De Freiburger Thesen was het eerste programma van de FDP dat aandacht vroeg voor het milieu: "Het milieu heeft voorrang boven het winststreven en persoonlijk voordeel". De partij was daarmee de eerste in het parlement vertegenwoordigde partij met een milieuparagraaf. Verder ademen de stellingen een grote mate van individualisme uit. Wat betreft de hervorming van het kapitalisme en de democratisering van de samenleving bepleitte de FDP sinds 1972 medezeggenschap van werknemers in bedrijven. Voortaan werd ook de staat niet langer gezien als een bedreiging van de burger in diens persoonlijke en economische vrijheid, maar gezien als een positieve instelling die juist voorwaarden voor de vrijheden schept. Hiermee vertoont stelling nummer vier sterke overeenkomst met het ordoliberalisme. Hiermee vertonen de Freiburger Thesen dus niet alleen sterke verwantschap met het sociaalliberalisme, maar ook met het ordoliberalisme dat een derde weg wil bieden tussen de laisser-faire-economie en het staatssocialisme. Dit was ook precies wat de samenstellers van de stellingen voor ogen hadden: een alternatief bieden voor het neoliberalisme en het marxisme.
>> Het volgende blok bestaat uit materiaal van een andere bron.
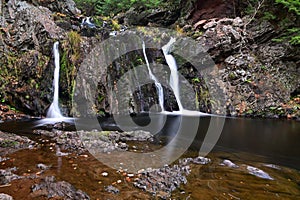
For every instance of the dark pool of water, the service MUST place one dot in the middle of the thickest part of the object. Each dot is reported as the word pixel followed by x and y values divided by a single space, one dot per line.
pixel 253 142
pixel 275 140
Inhoudelijk nemen de thesen een positie in tussen het ordoliberalisme en het sociaalliberalisme.

Freiburger Kreis bewerken

Toen de Freiburger Thesen in 1977 werden afgelost door de Kieler Thesen vond dit geen algemene instemming binnen de FDP. Een aantal linkse liberalen vormden binnen de FDP het Freiburger Kreis dat streeft naar de herinvoering van de stellingen van Freiburg. Linkse liberalen vormen thans een kleine minderheid binnen de FDP.

Na de verkiezingsnederlaag van de FDP bij de Bondsdagverkiezingen van 2013 waarbij de FDP de kiesdrempel niet haalde, neemt de interesse voor de Freiburger Thesen toe, ook bij de meer conservatieve leden van de partij.